A nationwide study by the University of Michigan showed that from the 2002-03 school year, nonmedical use of prescription drugs among students in the eighth, 10th and 12th grades increased even as use of other illicit drugs dropped by 11 percent.

And, like street drugs, prescription drug abuse produces headlines about celebrity drug users. Talk radio personality Rush Limbaugh admitted last year that he was addicted to painkillers.

Authorities in Palm Beach County, Fla., are investigating Limbaugh and several of his doctors on suspicion of "doctor shopping," the practice of contacting a number of physicians as a way of getting more drugs than are medically necessary -- a felony in Florida.

Part of the problem is that prescription drugs are advertised to millions of people every day over the Internet.

Many of those drugs are from foreign sources that state and federal authorities cannot easily trace, let alone regulate.

The House Government Reform Committee planned hearings this week on a bill that would require such Web sites to identify their place of business, as well as affiliated doctors and pharmacists, and would ban any sales made without an in-person consultation with a doctor and a valid prescription.

Beyond congressional interest, the White House Office of National Drug Control Policy has for the first time instructed federal agencies with anti-drug programs to develop new strategies to combat prescription drugs' abuse and illegal marketing.

"We don't want to wait until we get what we had with the crack epidemic," said John P. Walters, who as the office's director serves as the nation's "drug czar."

As a measure of the administration's concern about prescription drugs, President Bush is seeking $12.6 billion for anti-drug programs next year.

That would be a 4.6 percent increase, a request nine times as high as the average increase proposed for programs that do not involve defense or national security.

Much of the responsibility for the new focus on prescription drugs falls on the Food and Drug Administration and the Drug Enforcement Administration.

Walters said the FDA was being instructed to improve labeling of commonly abused drugs and to provide doctors more information about the medicines they prescribe. The DEA has been asked to shut down online pharmacies selling drugs without prescriptions and to discourage credit card companies from facilitating sales.
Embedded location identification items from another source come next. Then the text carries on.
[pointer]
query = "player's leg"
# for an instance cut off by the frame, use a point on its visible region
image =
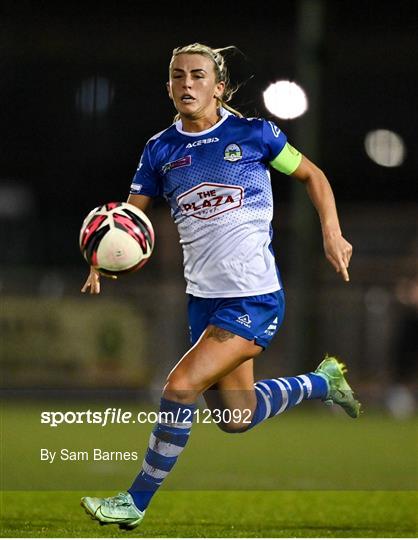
(216, 354)
(258, 319)
(234, 395)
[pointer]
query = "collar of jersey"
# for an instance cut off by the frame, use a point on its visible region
(224, 115)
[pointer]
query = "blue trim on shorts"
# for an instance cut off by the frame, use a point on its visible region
(256, 318)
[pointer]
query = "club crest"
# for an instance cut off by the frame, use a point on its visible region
(232, 152)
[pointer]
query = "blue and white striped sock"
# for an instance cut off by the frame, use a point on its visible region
(166, 443)
(275, 396)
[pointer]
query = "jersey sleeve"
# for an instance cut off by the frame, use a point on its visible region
(146, 180)
(280, 154)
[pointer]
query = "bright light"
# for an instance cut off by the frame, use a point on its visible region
(285, 99)
(384, 147)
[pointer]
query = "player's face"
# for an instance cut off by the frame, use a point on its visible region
(193, 87)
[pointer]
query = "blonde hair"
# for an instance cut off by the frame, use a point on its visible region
(221, 70)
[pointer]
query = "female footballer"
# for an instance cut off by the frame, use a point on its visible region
(212, 167)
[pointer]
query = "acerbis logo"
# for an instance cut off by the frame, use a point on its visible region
(202, 141)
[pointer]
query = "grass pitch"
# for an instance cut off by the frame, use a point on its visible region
(254, 514)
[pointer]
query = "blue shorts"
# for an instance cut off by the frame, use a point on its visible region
(256, 318)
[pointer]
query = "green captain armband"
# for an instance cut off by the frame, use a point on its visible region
(288, 160)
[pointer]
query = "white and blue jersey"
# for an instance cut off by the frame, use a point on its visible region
(217, 183)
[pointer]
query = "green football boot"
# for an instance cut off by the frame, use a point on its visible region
(339, 391)
(119, 510)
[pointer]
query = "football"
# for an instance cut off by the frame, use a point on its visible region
(116, 238)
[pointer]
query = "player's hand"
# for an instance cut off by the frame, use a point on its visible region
(92, 282)
(338, 251)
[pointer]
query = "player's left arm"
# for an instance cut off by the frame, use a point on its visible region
(337, 250)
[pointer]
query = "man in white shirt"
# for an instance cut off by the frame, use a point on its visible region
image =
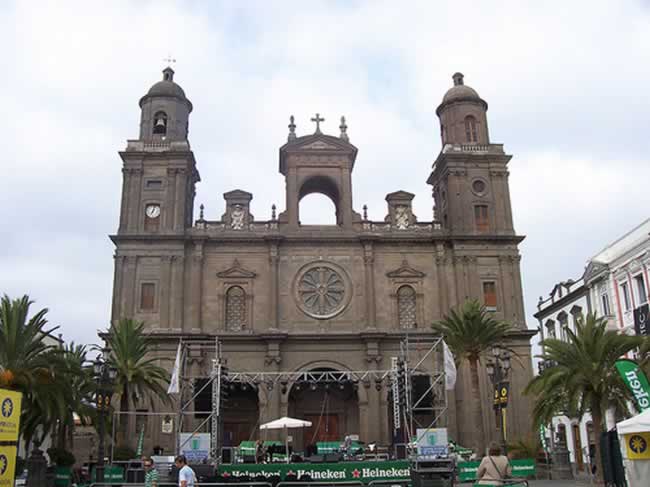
(186, 476)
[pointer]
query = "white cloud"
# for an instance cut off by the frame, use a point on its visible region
(565, 83)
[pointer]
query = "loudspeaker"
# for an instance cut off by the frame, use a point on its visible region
(333, 457)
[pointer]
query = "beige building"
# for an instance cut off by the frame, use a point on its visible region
(289, 297)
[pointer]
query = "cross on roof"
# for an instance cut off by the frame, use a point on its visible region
(318, 120)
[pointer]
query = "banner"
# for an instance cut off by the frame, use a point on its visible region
(174, 383)
(520, 468)
(432, 442)
(638, 446)
(338, 472)
(450, 368)
(195, 446)
(7, 465)
(642, 320)
(10, 403)
(636, 381)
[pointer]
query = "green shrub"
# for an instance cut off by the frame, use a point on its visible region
(61, 457)
(123, 453)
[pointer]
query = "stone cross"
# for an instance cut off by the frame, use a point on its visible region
(318, 120)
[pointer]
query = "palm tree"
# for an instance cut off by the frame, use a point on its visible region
(582, 372)
(28, 364)
(138, 375)
(78, 389)
(22, 344)
(470, 331)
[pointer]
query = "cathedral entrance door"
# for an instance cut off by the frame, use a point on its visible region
(323, 428)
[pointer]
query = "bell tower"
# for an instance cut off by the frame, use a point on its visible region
(159, 170)
(470, 175)
(318, 163)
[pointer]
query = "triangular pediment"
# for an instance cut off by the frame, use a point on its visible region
(400, 195)
(405, 270)
(317, 144)
(237, 194)
(593, 269)
(236, 271)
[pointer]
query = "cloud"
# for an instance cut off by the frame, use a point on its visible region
(565, 84)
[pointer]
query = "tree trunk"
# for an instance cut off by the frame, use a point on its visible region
(477, 407)
(597, 418)
(124, 418)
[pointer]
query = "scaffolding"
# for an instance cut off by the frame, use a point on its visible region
(419, 356)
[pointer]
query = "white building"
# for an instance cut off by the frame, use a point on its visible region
(614, 284)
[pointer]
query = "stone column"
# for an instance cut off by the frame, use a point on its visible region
(369, 268)
(126, 188)
(196, 278)
(165, 290)
(116, 311)
(274, 258)
(177, 292)
(135, 202)
(129, 289)
(179, 209)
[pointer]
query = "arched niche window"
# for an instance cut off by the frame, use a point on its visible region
(471, 131)
(406, 307)
(160, 123)
(235, 309)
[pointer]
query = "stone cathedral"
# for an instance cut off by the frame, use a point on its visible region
(283, 296)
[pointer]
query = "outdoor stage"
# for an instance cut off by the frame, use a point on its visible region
(364, 472)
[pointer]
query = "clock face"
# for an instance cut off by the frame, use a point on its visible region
(152, 211)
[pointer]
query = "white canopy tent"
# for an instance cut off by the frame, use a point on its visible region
(637, 430)
(285, 423)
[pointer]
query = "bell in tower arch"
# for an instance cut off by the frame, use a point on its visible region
(160, 124)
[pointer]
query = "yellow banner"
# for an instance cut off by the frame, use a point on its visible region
(7, 465)
(9, 414)
(638, 446)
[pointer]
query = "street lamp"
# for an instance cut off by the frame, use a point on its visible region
(105, 375)
(498, 367)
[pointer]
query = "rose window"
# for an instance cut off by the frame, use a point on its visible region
(321, 292)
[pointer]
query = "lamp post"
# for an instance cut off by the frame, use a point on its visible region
(498, 367)
(105, 375)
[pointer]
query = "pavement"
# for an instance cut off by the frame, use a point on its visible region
(560, 483)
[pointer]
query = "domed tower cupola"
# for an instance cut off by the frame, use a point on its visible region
(165, 111)
(462, 115)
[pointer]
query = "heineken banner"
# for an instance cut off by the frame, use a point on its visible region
(520, 468)
(333, 472)
(636, 381)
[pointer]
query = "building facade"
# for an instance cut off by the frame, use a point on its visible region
(283, 296)
(614, 285)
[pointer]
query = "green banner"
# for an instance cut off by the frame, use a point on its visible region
(636, 381)
(520, 468)
(339, 472)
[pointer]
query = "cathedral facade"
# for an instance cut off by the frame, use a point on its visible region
(283, 296)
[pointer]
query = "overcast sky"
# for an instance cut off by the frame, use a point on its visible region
(567, 83)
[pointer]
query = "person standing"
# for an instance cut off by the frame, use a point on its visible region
(494, 467)
(151, 474)
(186, 476)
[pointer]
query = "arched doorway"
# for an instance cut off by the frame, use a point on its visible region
(325, 187)
(240, 414)
(332, 408)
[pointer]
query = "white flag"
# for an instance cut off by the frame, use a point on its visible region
(450, 369)
(174, 383)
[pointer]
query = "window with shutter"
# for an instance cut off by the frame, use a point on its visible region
(490, 295)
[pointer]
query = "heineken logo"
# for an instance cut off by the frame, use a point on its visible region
(641, 395)
(364, 472)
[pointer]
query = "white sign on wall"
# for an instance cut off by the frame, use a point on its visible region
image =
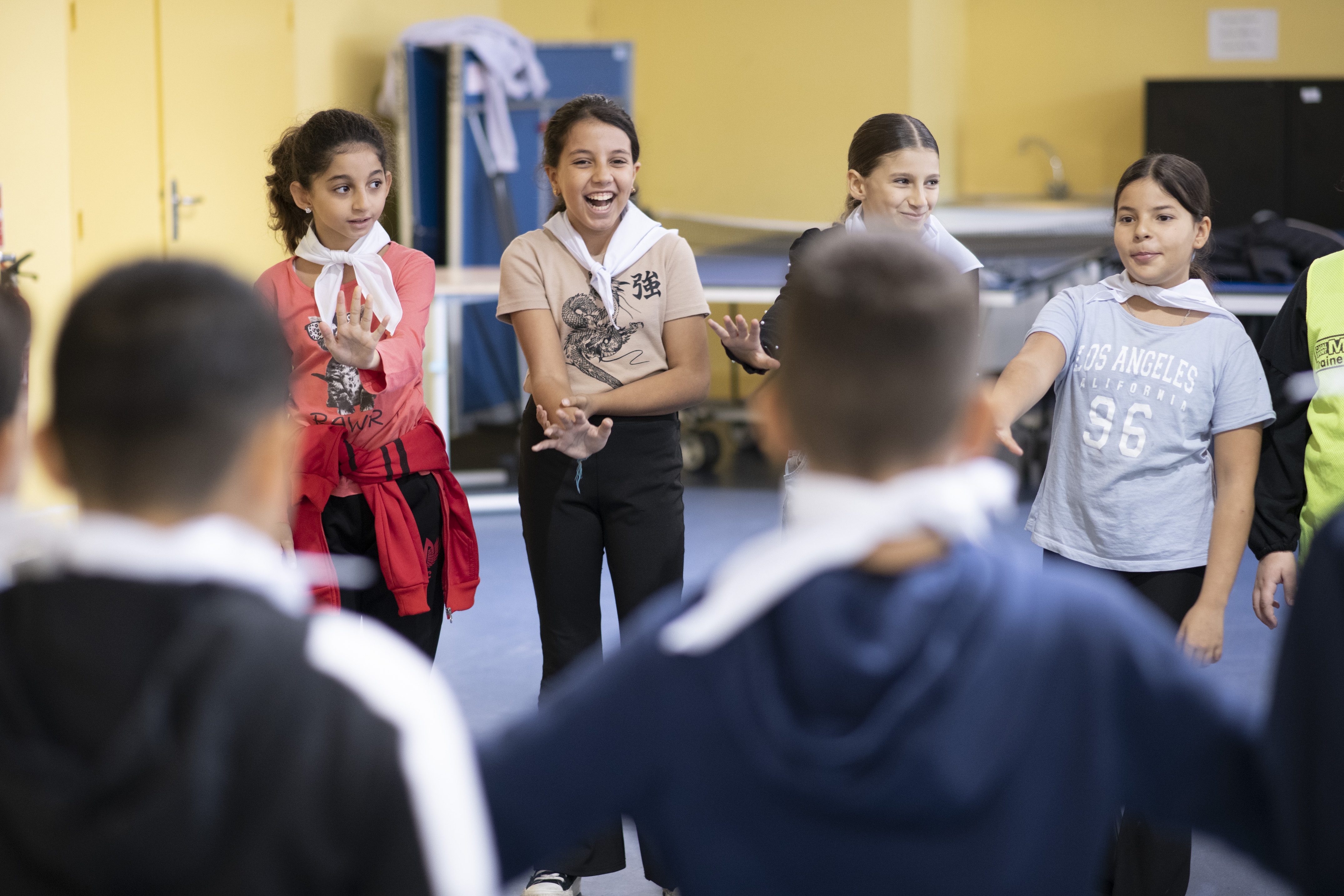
(1242, 34)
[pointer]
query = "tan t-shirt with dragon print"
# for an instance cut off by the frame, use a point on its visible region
(663, 285)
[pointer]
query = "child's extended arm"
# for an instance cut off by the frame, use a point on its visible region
(1025, 382)
(1236, 464)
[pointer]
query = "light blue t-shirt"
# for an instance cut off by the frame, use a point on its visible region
(1130, 483)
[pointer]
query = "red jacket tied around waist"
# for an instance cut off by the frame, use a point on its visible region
(324, 456)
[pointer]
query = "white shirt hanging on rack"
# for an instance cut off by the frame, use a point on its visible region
(511, 73)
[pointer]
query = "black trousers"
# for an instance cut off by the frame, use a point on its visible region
(349, 523)
(624, 502)
(1146, 860)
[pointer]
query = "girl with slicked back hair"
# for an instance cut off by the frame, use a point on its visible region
(893, 186)
(374, 479)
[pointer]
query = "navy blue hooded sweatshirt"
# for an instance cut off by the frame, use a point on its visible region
(974, 726)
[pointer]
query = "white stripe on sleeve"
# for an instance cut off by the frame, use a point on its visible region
(396, 682)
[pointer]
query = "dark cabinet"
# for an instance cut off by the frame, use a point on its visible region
(1262, 144)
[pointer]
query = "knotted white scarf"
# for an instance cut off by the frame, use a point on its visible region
(1193, 295)
(634, 237)
(854, 222)
(835, 523)
(371, 273)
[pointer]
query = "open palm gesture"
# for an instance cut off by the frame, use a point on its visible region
(572, 434)
(354, 340)
(744, 340)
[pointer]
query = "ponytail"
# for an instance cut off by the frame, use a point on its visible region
(882, 136)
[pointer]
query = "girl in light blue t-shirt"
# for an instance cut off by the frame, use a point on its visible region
(1159, 398)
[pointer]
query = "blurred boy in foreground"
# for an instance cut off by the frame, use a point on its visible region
(170, 718)
(867, 702)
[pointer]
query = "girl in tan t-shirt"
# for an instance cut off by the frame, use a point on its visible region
(609, 311)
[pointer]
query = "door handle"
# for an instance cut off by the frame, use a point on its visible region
(178, 202)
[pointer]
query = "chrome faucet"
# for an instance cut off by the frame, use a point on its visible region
(1058, 187)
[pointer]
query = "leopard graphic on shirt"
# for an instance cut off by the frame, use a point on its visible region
(593, 338)
(344, 390)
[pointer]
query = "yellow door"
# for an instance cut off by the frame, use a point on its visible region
(228, 95)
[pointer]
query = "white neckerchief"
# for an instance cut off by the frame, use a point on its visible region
(212, 548)
(835, 522)
(634, 237)
(371, 273)
(1193, 295)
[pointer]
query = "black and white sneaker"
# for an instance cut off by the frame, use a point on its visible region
(553, 883)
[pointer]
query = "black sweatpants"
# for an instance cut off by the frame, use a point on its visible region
(349, 523)
(624, 502)
(1146, 860)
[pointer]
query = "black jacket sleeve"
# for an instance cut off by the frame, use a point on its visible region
(772, 324)
(1306, 733)
(1281, 484)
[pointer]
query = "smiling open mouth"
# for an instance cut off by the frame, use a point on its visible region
(600, 202)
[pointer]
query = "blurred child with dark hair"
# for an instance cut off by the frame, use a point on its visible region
(870, 700)
(171, 717)
(19, 533)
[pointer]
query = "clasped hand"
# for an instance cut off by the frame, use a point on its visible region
(354, 342)
(572, 433)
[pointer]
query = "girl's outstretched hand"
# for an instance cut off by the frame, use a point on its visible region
(354, 342)
(1202, 633)
(572, 434)
(744, 340)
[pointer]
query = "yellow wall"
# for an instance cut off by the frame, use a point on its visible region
(35, 175)
(737, 103)
(341, 46)
(1073, 72)
(113, 162)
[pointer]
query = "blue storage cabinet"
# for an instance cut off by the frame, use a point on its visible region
(452, 214)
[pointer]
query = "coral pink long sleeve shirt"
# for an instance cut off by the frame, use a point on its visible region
(375, 408)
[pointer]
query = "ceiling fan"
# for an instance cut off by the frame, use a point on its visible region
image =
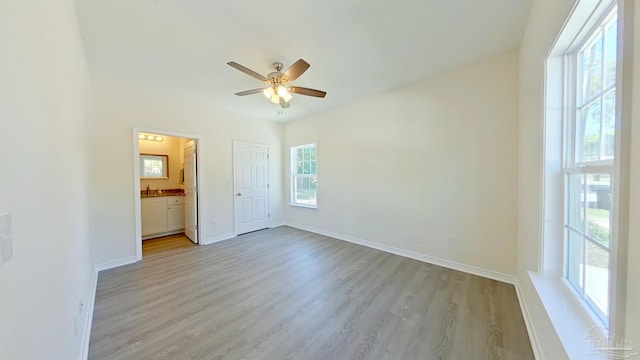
(278, 89)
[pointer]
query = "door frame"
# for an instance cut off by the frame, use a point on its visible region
(234, 145)
(136, 180)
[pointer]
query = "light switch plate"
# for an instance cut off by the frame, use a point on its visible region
(6, 238)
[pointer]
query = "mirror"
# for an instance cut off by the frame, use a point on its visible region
(154, 166)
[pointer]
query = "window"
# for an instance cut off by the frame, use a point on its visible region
(589, 164)
(154, 166)
(304, 175)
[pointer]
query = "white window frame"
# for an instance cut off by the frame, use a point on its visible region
(295, 175)
(600, 166)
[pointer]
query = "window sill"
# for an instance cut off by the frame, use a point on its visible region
(304, 206)
(574, 326)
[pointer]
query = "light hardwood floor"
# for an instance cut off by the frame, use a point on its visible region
(165, 243)
(284, 293)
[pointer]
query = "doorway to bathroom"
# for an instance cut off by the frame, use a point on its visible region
(166, 188)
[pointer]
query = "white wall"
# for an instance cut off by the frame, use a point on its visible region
(120, 107)
(44, 181)
(437, 158)
(172, 147)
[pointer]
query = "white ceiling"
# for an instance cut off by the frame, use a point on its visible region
(356, 48)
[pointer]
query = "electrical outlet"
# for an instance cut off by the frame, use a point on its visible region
(414, 238)
(6, 238)
(76, 326)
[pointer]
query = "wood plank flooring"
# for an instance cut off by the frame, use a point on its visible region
(284, 293)
(165, 243)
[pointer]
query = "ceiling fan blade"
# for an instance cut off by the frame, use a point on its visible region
(295, 70)
(247, 71)
(249, 92)
(306, 91)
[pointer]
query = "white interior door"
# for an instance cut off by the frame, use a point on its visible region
(190, 192)
(251, 187)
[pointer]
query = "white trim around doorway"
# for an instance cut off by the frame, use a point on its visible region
(136, 179)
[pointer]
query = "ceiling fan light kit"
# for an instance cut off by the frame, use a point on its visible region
(277, 90)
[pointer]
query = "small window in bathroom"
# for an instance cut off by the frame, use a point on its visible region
(154, 166)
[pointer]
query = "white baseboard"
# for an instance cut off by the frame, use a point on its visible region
(495, 275)
(528, 322)
(115, 263)
(217, 238)
(86, 331)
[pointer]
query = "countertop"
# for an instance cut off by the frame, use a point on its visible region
(154, 193)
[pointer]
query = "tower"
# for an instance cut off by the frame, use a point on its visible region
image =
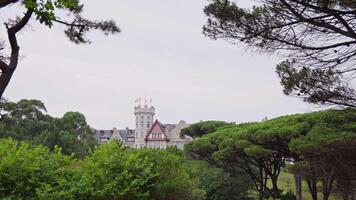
(144, 112)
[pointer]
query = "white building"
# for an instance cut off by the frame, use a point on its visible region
(147, 133)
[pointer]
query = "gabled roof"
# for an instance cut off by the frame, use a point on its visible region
(161, 127)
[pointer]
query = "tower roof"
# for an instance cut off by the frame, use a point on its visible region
(157, 126)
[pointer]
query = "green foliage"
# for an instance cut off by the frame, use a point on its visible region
(202, 128)
(27, 120)
(174, 180)
(218, 184)
(322, 143)
(27, 171)
(114, 172)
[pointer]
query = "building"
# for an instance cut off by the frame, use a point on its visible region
(147, 133)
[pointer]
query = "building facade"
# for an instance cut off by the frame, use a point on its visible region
(147, 133)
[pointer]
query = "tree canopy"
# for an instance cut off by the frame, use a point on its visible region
(321, 146)
(27, 120)
(317, 36)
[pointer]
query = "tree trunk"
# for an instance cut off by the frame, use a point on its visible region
(275, 190)
(353, 189)
(5, 78)
(298, 187)
(313, 189)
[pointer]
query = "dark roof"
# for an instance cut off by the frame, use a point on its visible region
(156, 123)
(103, 133)
(127, 133)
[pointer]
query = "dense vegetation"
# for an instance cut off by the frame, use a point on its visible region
(112, 171)
(57, 158)
(320, 148)
(26, 120)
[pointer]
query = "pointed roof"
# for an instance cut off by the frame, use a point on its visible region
(161, 128)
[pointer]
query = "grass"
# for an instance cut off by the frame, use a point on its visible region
(286, 182)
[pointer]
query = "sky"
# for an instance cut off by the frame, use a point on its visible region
(161, 54)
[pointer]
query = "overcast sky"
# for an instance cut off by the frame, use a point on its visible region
(161, 54)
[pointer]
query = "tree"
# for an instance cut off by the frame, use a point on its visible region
(26, 171)
(317, 36)
(202, 128)
(218, 184)
(47, 12)
(321, 145)
(174, 180)
(27, 120)
(114, 172)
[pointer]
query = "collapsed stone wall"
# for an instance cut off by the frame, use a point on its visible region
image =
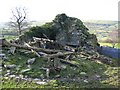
(69, 31)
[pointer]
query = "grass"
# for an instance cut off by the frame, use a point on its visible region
(91, 68)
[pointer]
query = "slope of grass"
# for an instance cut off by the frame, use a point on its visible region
(96, 74)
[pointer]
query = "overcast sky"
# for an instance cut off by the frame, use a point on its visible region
(47, 9)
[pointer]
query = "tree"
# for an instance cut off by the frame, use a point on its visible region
(19, 19)
(114, 36)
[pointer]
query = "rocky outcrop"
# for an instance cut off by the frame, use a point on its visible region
(66, 31)
(73, 32)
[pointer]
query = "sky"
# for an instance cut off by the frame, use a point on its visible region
(46, 10)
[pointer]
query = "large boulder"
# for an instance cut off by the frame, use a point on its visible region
(73, 32)
(65, 30)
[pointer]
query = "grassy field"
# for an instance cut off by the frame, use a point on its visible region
(95, 74)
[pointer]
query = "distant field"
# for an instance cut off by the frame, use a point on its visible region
(117, 45)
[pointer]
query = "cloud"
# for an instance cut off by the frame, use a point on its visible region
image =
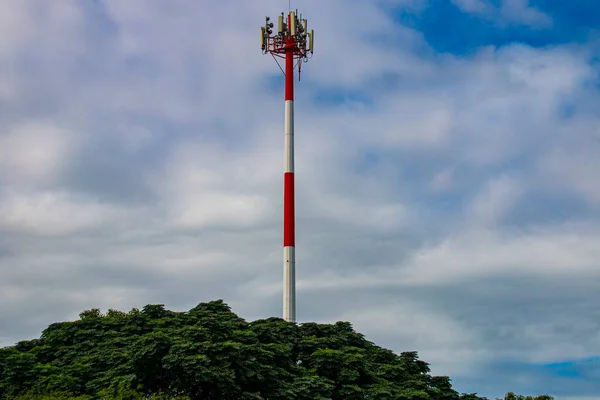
(450, 208)
(518, 12)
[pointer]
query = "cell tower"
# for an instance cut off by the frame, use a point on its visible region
(293, 42)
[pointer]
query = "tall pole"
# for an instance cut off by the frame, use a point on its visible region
(293, 42)
(289, 234)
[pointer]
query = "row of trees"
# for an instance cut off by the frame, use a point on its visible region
(211, 353)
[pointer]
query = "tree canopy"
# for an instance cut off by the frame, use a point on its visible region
(211, 353)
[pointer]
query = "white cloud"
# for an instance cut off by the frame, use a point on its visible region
(509, 12)
(142, 162)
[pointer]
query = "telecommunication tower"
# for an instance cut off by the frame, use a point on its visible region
(294, 43)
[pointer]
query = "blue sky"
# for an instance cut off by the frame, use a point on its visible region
(446, 166)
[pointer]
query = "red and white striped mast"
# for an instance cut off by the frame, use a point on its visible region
(294, 43)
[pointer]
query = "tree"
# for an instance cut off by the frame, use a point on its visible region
(211, 353)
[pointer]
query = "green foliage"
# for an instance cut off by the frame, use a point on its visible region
(211, 353)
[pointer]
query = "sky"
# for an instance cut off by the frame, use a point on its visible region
(447, 160)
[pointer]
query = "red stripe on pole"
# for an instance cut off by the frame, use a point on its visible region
(289, 71)
(289, 238)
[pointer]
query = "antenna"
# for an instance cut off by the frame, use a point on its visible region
(292, 42)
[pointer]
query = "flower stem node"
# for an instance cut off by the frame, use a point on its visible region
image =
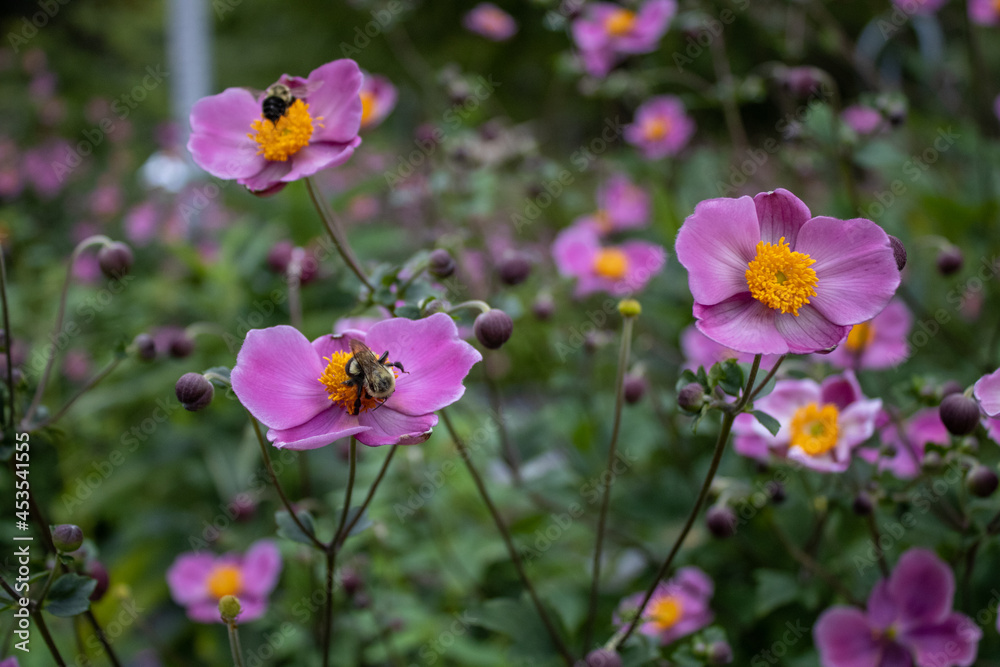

Since arriving on the market in 1996, OxyContin has become one of the most commonly prescribed narcotics for treating pain, notable for a time-release delivery and an active ingredient that is twice as potent as morphine.

Abusers crush the tablets to gain its full impact at once through snorting or injection. The effect is a euphoria that many drug experts say is equal to that produced by heroin.

Rural areas and other economically distressed regions have been hit especially hard by OxyContin and other painkillers.

Louise Howell, executive director of Kentucky River Community Care, a social services agency in the state's Appalachian region, said easy access to prescription drugs through doctor shopping and Internet sales had brought painful consequences.

Citing cases in which users were supporting their habits by selling their homes and stealing from their families, she said: "It's overwhelming us. We're imploding, and it's shameful."

Sgt. Bill Purcell of the Virginia state police reports the same problems in southwest Virginia, where he supervises a regional drug task force.

In the last five years, he said, there have been "dramatic increases" in illicit use of prescription drugs, a trend characterized by the theft of doctors' prescription pads, callers to pharmacies who pretend to be physicians, and nurses who call in prescriptions for themselves.

"These drugs are everywhere," Purcell said.

Michael Horn, director of the National Drug Intelligence Center, a Justice Department agency that provides analysis for policymakers and support for drug-fighting programs, said he planned to shift more resources into generating information on prescription drug abuse.

"The increasing rates we've seen," Horn said, "are kind of scary."

But even the proposed level of federal spending may not make much difference, state and local law enforcement officers say.

"Even the DEA people I talk to say they are hurting for resources," said Purcell. "Unless we get more resources, we'll always be behind the eight ball."